This summer, I was flipping through a Danish interior magazine at a friend’s country house when I found this article about Stedsans in the Woods – a sustainably operated wild outdoor resort and permaculture farm located in the depths of the forest. Totally off the grid, no electricity. In other words: a dream escape from busy city life. This is exactly what founding couple Mette Helbæk and Flemming Hansen did – escape. The chef duo exchanged their thriving rooftop restaurant and home in Copenhagen for a life of quiet and natural splendor in Hyltebruk, Sweden. By the help of a large number of volunteers and a very successful Kickstarter campaign, their dream of opening up a forest retreat was realized in the summer of 2017.

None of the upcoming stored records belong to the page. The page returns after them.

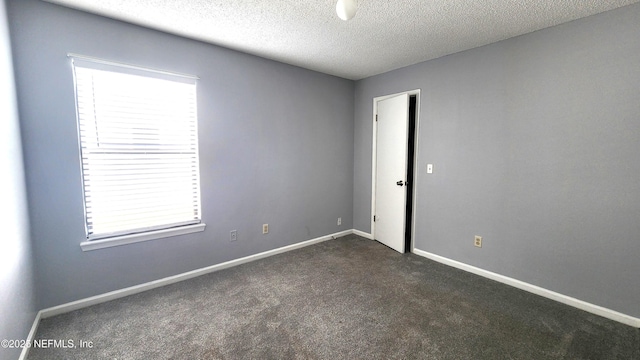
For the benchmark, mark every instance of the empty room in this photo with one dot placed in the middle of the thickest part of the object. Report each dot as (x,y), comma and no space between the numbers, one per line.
(320,179)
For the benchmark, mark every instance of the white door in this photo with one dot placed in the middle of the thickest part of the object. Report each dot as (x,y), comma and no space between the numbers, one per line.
(391,170)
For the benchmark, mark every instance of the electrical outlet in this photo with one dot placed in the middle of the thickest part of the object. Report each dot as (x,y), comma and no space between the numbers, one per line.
(477,241)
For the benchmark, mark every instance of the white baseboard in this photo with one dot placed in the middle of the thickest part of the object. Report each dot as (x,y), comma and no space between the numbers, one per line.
(582,305)
(98,299)
(363,234)
(31,336)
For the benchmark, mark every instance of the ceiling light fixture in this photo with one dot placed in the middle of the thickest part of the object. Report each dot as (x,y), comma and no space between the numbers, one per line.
(346,9)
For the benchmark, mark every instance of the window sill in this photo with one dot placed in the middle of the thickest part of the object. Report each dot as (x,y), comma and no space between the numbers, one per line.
(134,238)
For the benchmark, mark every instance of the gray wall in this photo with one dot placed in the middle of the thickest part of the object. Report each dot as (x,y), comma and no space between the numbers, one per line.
(275,147)
(17,297)
(535,143)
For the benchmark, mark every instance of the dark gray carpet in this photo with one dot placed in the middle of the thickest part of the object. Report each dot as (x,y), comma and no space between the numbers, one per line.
(348,298)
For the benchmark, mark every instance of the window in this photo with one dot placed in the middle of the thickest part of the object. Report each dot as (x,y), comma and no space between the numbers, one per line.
(139,150)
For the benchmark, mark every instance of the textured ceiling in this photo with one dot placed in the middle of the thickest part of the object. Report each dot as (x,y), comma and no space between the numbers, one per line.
(384,35)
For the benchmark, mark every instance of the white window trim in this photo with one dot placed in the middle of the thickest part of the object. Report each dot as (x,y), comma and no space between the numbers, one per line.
(131,238)
(140,237)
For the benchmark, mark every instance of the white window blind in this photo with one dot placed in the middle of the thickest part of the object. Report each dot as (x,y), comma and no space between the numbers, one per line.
(139,148)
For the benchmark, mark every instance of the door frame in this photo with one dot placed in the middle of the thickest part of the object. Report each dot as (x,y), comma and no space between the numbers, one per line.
(410,93)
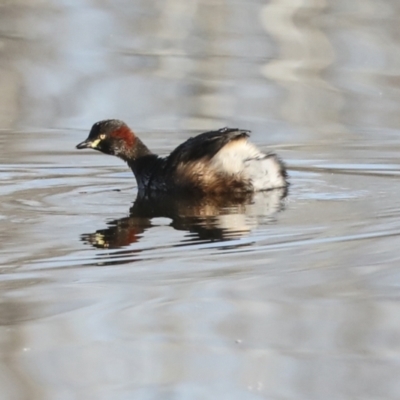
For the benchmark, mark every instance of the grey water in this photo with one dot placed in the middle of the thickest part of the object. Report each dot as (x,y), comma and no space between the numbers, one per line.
(283,296)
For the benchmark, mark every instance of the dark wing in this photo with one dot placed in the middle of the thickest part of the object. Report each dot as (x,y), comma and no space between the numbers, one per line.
(205,145)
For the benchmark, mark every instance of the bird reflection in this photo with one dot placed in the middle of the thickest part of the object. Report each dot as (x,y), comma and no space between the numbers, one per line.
(206,218)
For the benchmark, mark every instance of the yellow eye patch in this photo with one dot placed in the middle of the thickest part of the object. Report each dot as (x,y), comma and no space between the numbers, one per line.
(94,144)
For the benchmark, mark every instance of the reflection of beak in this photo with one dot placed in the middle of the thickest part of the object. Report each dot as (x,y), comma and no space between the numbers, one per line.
(88,144)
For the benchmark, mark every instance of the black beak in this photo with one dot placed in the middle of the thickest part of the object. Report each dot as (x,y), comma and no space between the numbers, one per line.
(86,144)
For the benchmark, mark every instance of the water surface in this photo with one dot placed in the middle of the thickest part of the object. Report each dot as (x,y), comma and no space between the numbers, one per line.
(279,296)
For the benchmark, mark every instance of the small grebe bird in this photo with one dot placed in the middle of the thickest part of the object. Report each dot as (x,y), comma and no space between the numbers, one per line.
(221,161)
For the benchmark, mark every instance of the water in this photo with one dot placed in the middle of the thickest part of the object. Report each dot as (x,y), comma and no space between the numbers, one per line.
(275,297)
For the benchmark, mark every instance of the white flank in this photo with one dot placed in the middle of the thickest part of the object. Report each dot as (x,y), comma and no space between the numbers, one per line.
(243,159)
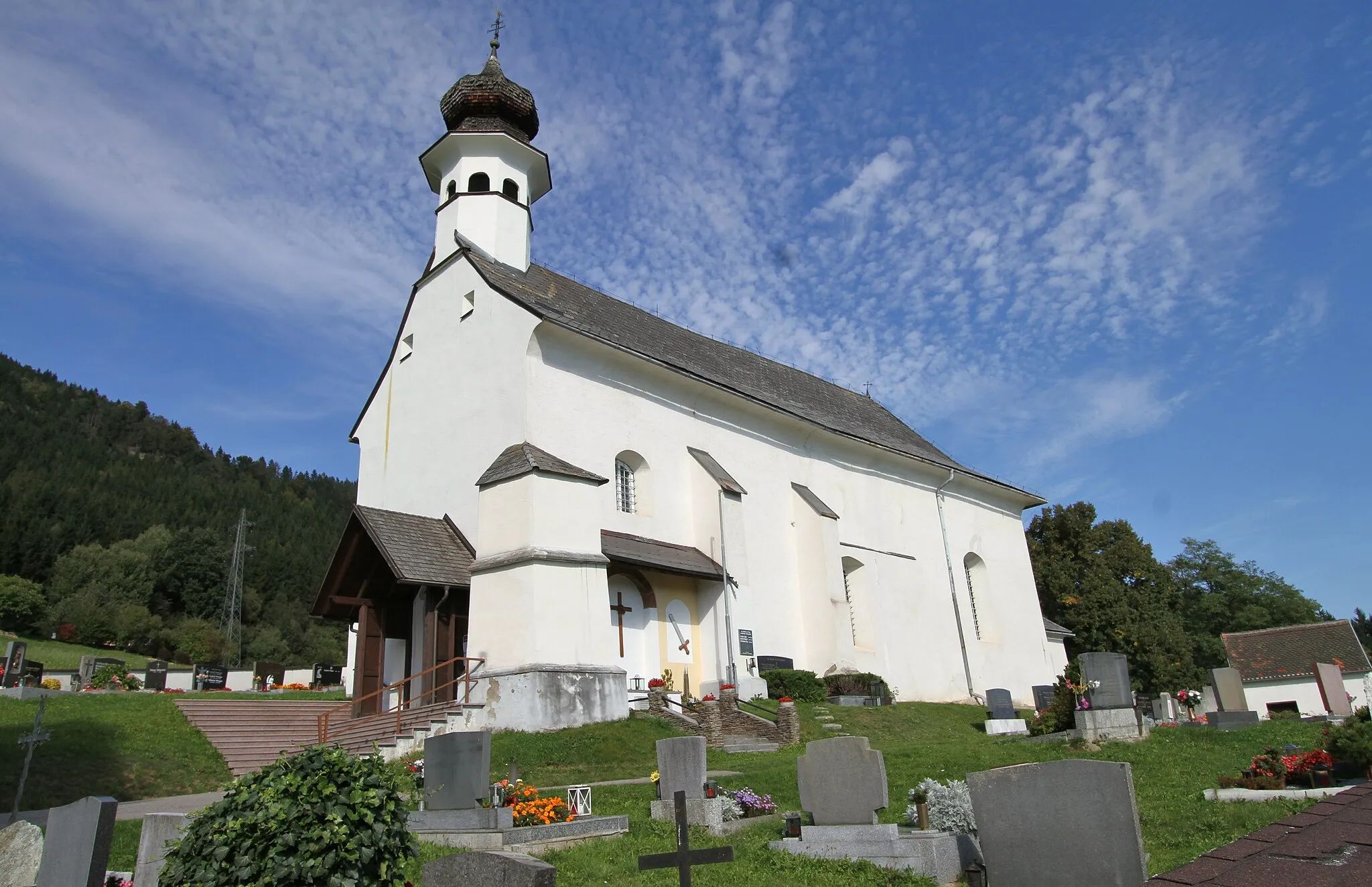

This is the kind of place where you leave your best clothes at home – as well as any hygiene article (soap, toothpaste, shampoo…) that isn’t fully biodegradable; no chemicals allowed. This is of course completely in line with the resort’s extensive commitment to sustainability, but also has a very real function as they recycle all their water and/or bring it back to the source. During a stay at Stedsans in the Woods, you are therefore provided with homemade, 100% natural soaps and shampoos for showering, and anything else you might need you can get at the reception – including a homemade, all-natural mosquito repellent, which you’ll be thankful for around midsummer’s (believe us).
The retreat layout is made up by a floating sauna, a camping site, several Bedouin tents, and wooden cabins with floor-to-ceiling windows that allows a clear view of the surrounding forest and stars at night. The greenhouse restaurant serves clean, simple food (which is a feast for the eye as well as the taste buds, we’re sure) with an emphasis on plant-based and seasonal ingredients from the forest and gardens, together with some additional produce from sustainable farms, dairies and fishermen in the area.
They call it a playground and lab for ‘the lifestyle of the future’, being mindful of people, animals and planet in everything they do. Obviously, I can’t wait to go there myself.